Dark Quarry, by David H. Fears

[Cover art omitted, because it might embarrass some of our readers.]


I liked the way her hips swayed hard. She was a chiropractor’s dream.

I’m rooting for David H. Fears. He’s attempting to revive the classic hard-boiled mystery in his Mike Angel novels. On the basis of Dark Quarry, the first in the series, I’d say his reach still exceeds his grasp a bit, but he’s close enough to persuade me to come back and see how he progresses.

Dark Quarry is set around the year 1960. It starts, in a sense, where The Maltese Falcon ended, if you imagine that Sam Spade had agreed to “play the sap” for Brigid O’Shaughnessy. New York private eye (he later relocates to Chicago) Mike Angel finds Kimbra Ambler, a woman he’s been shadowing for a client, standing over the body of her abusive husband, whom she’s just shot. Instead of turning her in, he lets his heart guide him and assists her in getting rid of the body.

Later she comes back to try to kill him, but he disarms her, then just sends her on her way, still starry-eyed about her.

Because that’s the kind of mug Mike is.

The book involves two other cases, one of which sends Mike to prison for a while. All of them, improbably, are connected to the machinations of a Russian crime gang operating in America. And all of them involve beautiful women, to whom Mike finds it hard to say no—about anything.

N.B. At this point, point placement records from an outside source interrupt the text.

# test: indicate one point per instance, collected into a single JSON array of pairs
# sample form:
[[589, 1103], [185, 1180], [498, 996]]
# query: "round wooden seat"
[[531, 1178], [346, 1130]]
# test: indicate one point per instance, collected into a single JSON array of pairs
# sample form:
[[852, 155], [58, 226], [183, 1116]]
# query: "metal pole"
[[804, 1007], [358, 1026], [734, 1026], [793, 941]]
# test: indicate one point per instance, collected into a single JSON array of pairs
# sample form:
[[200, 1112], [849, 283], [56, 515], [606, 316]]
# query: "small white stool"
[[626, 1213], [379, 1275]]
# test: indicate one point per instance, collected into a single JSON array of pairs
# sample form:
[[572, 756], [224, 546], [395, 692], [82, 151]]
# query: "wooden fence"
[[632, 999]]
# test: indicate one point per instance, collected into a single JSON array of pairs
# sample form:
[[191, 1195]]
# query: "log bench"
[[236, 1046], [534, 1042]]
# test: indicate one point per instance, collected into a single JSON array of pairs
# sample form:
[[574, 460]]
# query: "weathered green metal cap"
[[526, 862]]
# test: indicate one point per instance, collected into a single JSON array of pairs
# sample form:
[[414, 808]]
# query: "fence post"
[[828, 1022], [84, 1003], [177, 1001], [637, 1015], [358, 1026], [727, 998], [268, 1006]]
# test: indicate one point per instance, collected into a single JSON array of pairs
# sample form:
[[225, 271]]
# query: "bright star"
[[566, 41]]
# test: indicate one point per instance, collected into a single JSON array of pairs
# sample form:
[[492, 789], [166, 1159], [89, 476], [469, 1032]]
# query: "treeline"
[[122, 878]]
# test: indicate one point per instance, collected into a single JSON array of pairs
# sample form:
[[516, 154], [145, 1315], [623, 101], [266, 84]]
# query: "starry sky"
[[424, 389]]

I thought of Raymond Chandler as I read Dark Quarry, but I think the style is actually closer to Mickey Spillane’s (though I’ve only read one Spillane. Don’t like his misogyny). Mike Angel is very different from Mike Hammer, though, where the dames are concerned. Where Spillane’s detective kept his calloused heart to himself, Mike Angel is a pure romantic. In his dealings with all the women he encounters (he has great “luck” in attracting attractive clients), he seems to be always seeking the perfect love, the gentle soul who’ll heal his hurts. I remember a philosophy professor once quoting someone who said, “A beautiful woman is a promise she can’t keep.” Mike falls for that promise every time.

He’s also different from other detectives in that, in moments of danger, he gets sound advice from the mystic voice of his dead father. There were also some jabs at the Communists, which pleased me.

Not quite up to the level of Raymond Chandler’s prose, Dark Quarry was nevertheless good enough for this Hard-boiled fan. I’ve already purchased the next book in the series. Cautions for language, steamy sex scenes, and offensive-even-to-me (though historically accurate) contempt for the one homosexual character in the story.

4 thoughts on “Dark Quarry, by David H. Fears”

  1. I thank you for your kind words. DQ was actually 4 short stories “stitched” together back in the days when a novel-length work intimidated this old short story writer. After DQ such length became automatic. Well, mostly. FYI as of today there have been 12,749 FREE uploads on Amazon of DQ. I wanted a fair number of readers to have it, start with it, as chronologically it’s the first in the series, though I tried to shape each as a stand alone. Any further comment I might make on your complimentary review would be between us. Again, thanks.

  2. I would like to add that all six Mike Angel novels are now available in print on Amazon. Plans are in the works to create an audiobook with Dark Blonde, sometime in 2012.